I am looking to determine the number of non-degenerate conics in the finite projective plane $\mathbb{P}\mathbb{F}_q^2$ of order $q$. In Rey Casse's Projective Geometry: an Introduction, they determine that number to be $$\frac{M}{\left(\begin{array}{c}{q+1} \\ {5}\end{array}\right)}=\frac{1 / 5 !\left(q^{2}+q+1\right)\left(q^{2}+q\right) q^{2}(q-1)^{2}(q-2)(q-3)}{1 / 5 !(q+1) q(q-1)(q-2)(q-3)}= q^5-q^2.$$ $M$ denotes here the number of 5-arcs (sets of five points such that no three are colinear) in $\mathbb{P}\mathbb{F}_q^2$. I have two questions.
1) Could someone explain me where the 1/5! comes from in $M$?

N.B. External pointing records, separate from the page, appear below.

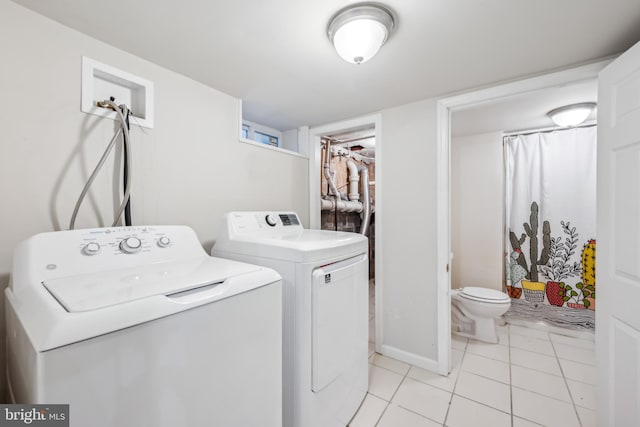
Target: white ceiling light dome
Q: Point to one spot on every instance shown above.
(358, 31)
(571, 115)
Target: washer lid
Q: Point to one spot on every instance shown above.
(93, 291)
(295, 246)
(484, 294)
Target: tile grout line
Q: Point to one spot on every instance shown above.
(510, 375)
(394, 393)
(455, 383)
(566, 384)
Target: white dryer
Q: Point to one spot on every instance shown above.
(139, 326)
(325, 319)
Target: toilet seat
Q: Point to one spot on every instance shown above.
(490, 296)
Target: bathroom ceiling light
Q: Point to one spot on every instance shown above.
(358, 31)
(571, 115)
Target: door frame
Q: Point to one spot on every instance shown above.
(315, 134)
(445, 106)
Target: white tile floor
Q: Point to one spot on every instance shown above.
(531, 378)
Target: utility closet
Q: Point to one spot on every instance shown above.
(348, 185)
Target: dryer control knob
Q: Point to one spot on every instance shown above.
(271, 220)
(91, 248)
(130, 245)
(164, 241)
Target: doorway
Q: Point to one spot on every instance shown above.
(352, 144)
(448, 106)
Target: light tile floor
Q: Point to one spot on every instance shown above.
(530, 378)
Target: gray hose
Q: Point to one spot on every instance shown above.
(127, 192)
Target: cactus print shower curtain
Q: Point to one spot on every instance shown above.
(550, 217)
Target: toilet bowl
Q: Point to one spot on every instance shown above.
(474, 311)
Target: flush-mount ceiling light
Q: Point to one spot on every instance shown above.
(358, 31)
(571, 115)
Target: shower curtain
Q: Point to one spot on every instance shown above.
(550, 217)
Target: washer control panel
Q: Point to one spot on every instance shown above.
(124, 240)
(262, 222)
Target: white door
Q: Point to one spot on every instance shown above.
(618, 240)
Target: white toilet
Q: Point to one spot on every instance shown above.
(474, 311)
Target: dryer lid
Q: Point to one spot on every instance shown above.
(484, 294)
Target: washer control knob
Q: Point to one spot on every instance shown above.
(271, 220)
(164, 241)
(130, 245)
(91, 248)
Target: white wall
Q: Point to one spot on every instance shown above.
(408, 222)
(477, 176)
(190, 169)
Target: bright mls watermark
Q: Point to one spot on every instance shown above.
(34, 415)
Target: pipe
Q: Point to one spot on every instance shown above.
(354, 178)
(366, 203)
(327, 171)
(343, 205)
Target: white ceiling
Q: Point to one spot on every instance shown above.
(521, 112)
(275, 55)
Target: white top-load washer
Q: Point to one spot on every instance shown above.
(139, 326)
(325, 319)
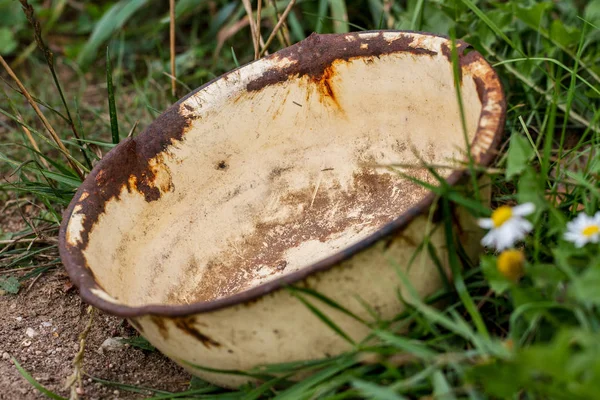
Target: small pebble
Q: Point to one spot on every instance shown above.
(111, 344)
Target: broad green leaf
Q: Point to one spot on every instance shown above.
(519, 154)
(585, 288)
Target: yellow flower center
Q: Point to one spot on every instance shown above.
(510, 264)
(501, 215)
(590, 230)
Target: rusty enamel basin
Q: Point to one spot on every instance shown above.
(275, 174)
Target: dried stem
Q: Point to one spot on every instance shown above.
(279, 24)
(258, 15)
(255, 36)
(47, 125)
(49, 56)
(172, 45)
(284, 34)
(75, 377)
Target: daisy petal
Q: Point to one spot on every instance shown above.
(485, 223)
(523, 209)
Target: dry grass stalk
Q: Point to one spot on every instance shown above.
(258, 17)
(255, 36)
(284, 34)
(172, 44)
(47, 125)
(278, 26)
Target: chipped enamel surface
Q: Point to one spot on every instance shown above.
(279, 173)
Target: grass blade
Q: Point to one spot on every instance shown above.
(324, 318)
(112, 108)
(376, 392)
(339, 15)
(35, 383)
(111, 22)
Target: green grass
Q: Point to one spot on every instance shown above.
(537, 338)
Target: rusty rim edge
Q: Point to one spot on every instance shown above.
(84, 280)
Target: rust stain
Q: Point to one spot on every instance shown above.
(373, 199)
(187, 324)
(325, 86)
(317, 53)
(127, 166)
(161, 325)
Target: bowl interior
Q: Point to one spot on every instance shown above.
(270, 174)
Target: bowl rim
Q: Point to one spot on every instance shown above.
(490, 127)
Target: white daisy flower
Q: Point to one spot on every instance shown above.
(583, 229)
(507, 226)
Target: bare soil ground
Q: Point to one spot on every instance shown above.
(40, 328)
(55, 319)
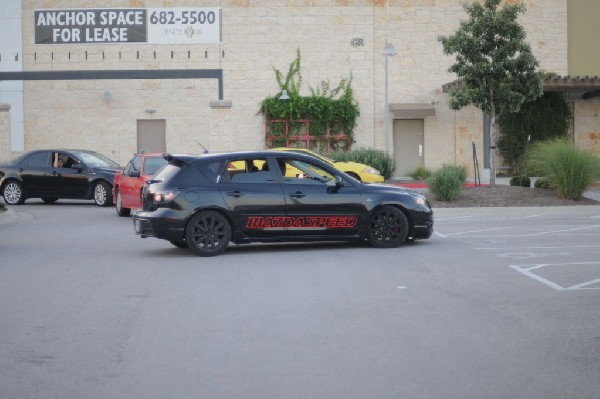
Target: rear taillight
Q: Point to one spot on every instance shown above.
(163, 197)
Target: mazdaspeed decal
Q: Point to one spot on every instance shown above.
(301, 222)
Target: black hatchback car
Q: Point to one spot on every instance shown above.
(58, 174)
(205, 202)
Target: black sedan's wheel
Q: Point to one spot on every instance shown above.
(13, 193)
(208, 233)
(102, 194)
(119, 205)
(388, 227)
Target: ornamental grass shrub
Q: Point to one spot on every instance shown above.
(419, 173)
(377, 159)
(568, 169)
(445, 184)
(522, 181)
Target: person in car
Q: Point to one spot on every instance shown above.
(58, 162)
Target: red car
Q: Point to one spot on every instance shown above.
(128, 183)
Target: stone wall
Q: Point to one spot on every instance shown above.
(257, 37)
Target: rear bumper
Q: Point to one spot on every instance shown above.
(422, 225)
(165, 224)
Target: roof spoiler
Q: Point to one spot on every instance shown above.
(178, 159)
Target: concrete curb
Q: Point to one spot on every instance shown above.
(8, 216)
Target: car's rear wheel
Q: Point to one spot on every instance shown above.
(388, 227)
(208, 233)
(102, 194)
(13, 193)
(356, 176)
(119, 205)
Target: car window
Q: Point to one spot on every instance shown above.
(248, 170)
(37, 159)
(196, 174)
(95, 160)
(297, 171)
(153, 164)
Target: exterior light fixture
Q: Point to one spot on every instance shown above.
(388, 51)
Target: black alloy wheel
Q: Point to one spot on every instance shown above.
(13, 193)
(388, 227)
(102, 194)
(208, 233)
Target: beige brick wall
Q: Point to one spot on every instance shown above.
(587, 125)
(257, 37)
(5, 154)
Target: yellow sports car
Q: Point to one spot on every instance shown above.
(359, 171)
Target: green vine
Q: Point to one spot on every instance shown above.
(545, 118)
(333, 109)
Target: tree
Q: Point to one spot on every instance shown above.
(494, 63)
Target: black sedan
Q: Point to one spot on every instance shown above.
(58, 174)
(205, 202)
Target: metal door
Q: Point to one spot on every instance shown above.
(409, 145)
(151, 135)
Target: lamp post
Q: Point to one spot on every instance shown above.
(388, 51)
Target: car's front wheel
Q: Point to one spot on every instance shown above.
(121, 211)
(102, 194)
(13, 193)
(208, 233)
(388, 227)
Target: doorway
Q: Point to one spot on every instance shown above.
(151, 135)
(409, 145)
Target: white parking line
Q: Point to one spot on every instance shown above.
(527, 271)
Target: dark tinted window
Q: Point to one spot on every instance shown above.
(38, 159)
(167, 173)
(197, 174)
(153, 164)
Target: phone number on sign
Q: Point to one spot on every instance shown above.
(183, 17)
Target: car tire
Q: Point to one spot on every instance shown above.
(119, 205)
(102, 194)
(388, 227)
(13, 193)
(208, 233)
(357, 177)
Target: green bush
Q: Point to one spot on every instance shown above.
(522, 181)
(369, 156)
(542, 183)
(420, 173)
(568, 169)
(445, 184)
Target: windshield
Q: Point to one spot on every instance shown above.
(95, 160)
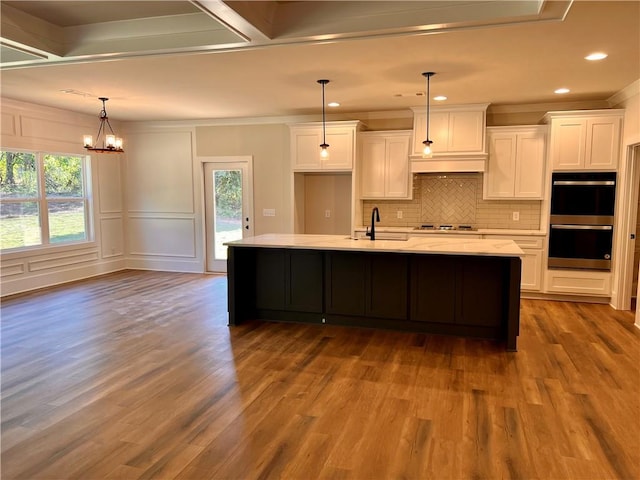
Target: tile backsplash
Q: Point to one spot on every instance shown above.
(454, 198)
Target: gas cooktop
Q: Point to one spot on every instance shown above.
(464, 228)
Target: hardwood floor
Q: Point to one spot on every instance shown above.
(136, 375)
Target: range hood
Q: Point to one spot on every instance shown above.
(449, 163)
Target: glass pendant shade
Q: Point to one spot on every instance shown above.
(427, 151)
(324, 146)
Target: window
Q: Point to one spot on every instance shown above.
(43, 199)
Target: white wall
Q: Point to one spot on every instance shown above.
(163, 198)
(37, 128)
(629, 99)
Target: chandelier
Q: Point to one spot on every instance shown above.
(105, 142)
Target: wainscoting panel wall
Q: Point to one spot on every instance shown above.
(36, 128)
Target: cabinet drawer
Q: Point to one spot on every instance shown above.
(578, 282)
(523, 241)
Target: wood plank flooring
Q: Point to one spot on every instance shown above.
(135, 375)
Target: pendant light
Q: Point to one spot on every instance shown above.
(324, 153)
(427, 153)
(110, 143)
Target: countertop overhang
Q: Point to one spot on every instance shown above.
(435, 245)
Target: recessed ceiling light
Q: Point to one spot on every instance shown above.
(596, 56)
(72, 91)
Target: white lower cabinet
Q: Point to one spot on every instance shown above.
(578, 282)
(532, 246)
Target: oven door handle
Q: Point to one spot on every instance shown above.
(582, 227)
(581, 183)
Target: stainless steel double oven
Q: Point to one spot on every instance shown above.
(581, 221)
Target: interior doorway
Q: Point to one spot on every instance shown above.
(228, 191)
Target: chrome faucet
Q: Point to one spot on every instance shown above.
(375, 217)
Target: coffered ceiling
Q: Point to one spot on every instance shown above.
(209, 59)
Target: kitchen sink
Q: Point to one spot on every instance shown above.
(381, 237)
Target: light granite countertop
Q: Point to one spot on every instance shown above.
(480, 231)
(424, 244)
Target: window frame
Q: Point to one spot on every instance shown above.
(43, 203)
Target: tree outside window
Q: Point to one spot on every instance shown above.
(43, 199)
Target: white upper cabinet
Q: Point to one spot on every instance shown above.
(585, 140)
(305, 146)
(384, 165)
(453, 130)
(516, 163)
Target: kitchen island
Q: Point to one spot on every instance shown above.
(451, 286)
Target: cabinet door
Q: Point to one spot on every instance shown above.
(305, 149)
(387, 286)
(397, 174)
(602, 143)
(372, 172)
(568, 139)
(433, 290)
(270, 279)
(501, 166)
(438, 131)
(303, 281)
(529, 166)
(345, 283)
(466, 132)
(531, 278)
(341, 149)
(483, 301)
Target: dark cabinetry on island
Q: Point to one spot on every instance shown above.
(466, 295)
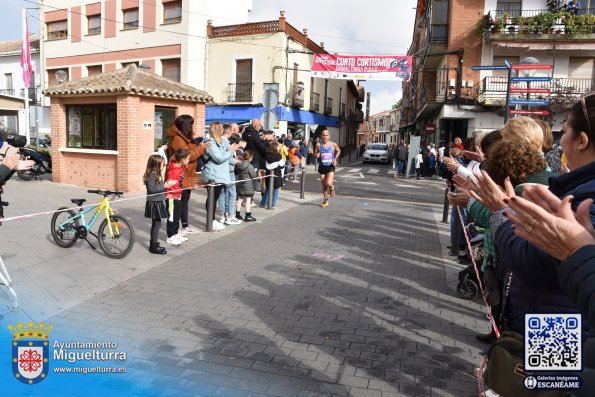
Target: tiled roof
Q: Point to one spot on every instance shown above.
(13, 47)
(129, 80)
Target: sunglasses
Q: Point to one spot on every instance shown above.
(584, 103)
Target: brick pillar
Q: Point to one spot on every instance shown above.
(58, 136)
(129, 134)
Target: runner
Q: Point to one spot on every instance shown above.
(327, 152)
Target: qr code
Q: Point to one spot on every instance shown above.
(553, 342)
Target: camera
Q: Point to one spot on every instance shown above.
(18, 141)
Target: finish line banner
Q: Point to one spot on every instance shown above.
(362, 67)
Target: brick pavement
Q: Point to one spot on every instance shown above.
(351, 300)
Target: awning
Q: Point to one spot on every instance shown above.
(242, 113)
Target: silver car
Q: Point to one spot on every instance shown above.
(377, 152)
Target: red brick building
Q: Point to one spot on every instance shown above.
(104, 127)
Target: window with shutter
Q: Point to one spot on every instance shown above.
(243, 85)
(172, 12)
(57, 30)
(130, 18)
(171, 69)
(94, 24)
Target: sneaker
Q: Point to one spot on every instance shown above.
(173, 240)
(188, 230)
(181, 238)
(218, 225)
(233, 221)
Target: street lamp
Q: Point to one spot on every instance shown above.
(60, 76)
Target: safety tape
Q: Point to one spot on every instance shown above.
(489, 309)
(144, 196)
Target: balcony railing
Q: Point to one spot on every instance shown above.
(314, 102)
(240, 92)
(532, 13)
(328, 105)
(439, 33)
(494, 88)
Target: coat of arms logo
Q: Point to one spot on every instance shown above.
(30, 351)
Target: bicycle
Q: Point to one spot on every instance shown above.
(115, 233)
(4, 276)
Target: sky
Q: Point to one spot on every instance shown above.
(368, 27)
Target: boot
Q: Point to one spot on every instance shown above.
(155, 248)
(486, 338)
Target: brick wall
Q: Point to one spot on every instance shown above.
(462, 34)
(134, 143)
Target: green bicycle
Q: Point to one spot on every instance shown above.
(115, 233)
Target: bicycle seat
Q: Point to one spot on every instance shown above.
(78, 202)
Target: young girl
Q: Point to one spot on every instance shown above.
(155, 207)
(245, 173)
(175, 172)
(275, 165)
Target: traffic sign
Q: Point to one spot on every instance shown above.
(535, 102)
(535, 66)
(489, 67)
(530, 112)
(529, 79)
(519, 90)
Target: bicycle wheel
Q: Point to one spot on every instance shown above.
(121, 243)
(64, 236)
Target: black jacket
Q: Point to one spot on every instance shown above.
(254, 144)
(577, 278)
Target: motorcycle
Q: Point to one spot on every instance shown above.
(43, 163)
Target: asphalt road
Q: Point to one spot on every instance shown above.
(376, 181)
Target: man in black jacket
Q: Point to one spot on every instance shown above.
(251, 136)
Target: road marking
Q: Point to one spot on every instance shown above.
(357, 175)
(412, 186)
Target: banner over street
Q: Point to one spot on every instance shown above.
(362, 67)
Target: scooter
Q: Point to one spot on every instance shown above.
(43, 163)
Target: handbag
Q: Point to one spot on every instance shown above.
(503, 370)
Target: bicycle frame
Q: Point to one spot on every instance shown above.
(103, 206)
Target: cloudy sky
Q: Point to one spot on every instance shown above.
(368, 27)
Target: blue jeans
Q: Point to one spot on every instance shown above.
(265, 199)
(401, 166)
(227, 200)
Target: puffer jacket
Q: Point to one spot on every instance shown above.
(274, 164)
(535, 287)
(244, 171)
(216, 163)
(577, 277)
(177, 140)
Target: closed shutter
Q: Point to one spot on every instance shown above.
(243, 89)
(171, 69)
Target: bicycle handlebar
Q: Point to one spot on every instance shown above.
(105, 193)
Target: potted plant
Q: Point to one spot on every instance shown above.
(497, 26)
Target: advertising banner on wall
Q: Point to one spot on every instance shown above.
(362, 67)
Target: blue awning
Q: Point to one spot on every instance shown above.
(242, 113)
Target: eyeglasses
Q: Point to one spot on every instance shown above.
(584, 103)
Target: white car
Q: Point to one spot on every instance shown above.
(377, 152)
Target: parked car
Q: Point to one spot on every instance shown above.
(377, 152)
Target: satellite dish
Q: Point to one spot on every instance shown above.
(270, 99)
(268, 120)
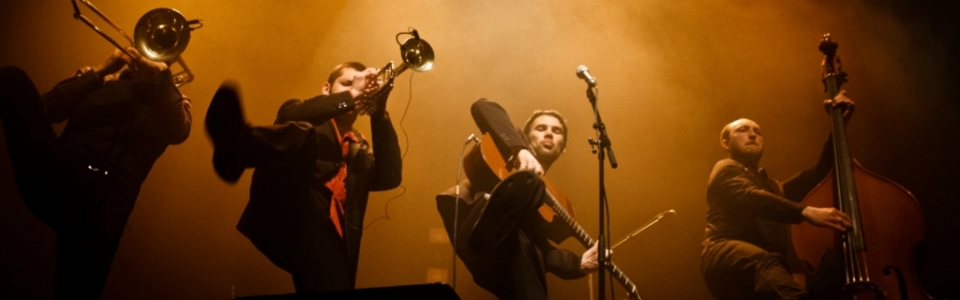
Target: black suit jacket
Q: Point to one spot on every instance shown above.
(289, 204)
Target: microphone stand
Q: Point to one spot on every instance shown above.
(601, 147)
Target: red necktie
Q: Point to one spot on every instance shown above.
(336, 184)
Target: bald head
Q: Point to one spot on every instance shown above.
(743, 141)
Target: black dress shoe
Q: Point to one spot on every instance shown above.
(229, 132)
(513, 199)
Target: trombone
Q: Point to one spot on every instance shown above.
(161, 35)
(417, 55)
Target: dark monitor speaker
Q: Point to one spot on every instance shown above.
(438, 291)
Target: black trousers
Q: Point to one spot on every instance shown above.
(740, 270)
(513, 269)
(57, 191)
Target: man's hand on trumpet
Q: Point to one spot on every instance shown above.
(364, 88)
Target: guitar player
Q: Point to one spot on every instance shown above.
(502, 239)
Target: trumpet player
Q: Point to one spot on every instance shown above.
(312, 175)
(122, 113)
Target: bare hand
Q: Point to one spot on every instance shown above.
(841, 100)
(589, 261)
(113, 64)
(365, 86)
(827, 217)
(525, 161)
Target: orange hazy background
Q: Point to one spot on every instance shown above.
(670, 73)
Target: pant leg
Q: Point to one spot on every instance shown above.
(740, 270)
(36, 161)
(321, 263)
(84, 257)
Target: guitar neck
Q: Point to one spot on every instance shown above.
(588, 242)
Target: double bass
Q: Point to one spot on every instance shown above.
(873, 259)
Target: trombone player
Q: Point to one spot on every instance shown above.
(123, 113)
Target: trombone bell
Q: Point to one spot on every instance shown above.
(161, 35)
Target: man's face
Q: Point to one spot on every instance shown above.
(342, 84)
(547, 137)
(745, 140)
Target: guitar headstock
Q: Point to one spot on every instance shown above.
(832, 68)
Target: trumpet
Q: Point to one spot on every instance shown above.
(161, 35)
(417, 55)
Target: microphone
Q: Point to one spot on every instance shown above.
(669, 213)
(472, 137)
(584, 73)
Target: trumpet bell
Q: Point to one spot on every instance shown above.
(417, 54)
(162, 34)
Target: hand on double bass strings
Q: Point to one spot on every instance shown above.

2) I understand that a non-degenerate conic is determined by a 5-arc in $\mathbb{P}\mathbb{F}_q^2$. So why do we need to divide by $\left(\begin{array}{c}{q+1} \\ {5}\end{array}\right)$ to get the number of conics?
$M$ would seem to be constructed by the process:
So it selects ordered 5-tuples of points, and to reduce to counting unordered sets it must divide by the number of ways to order 5 points.
How many points does a conic pass through?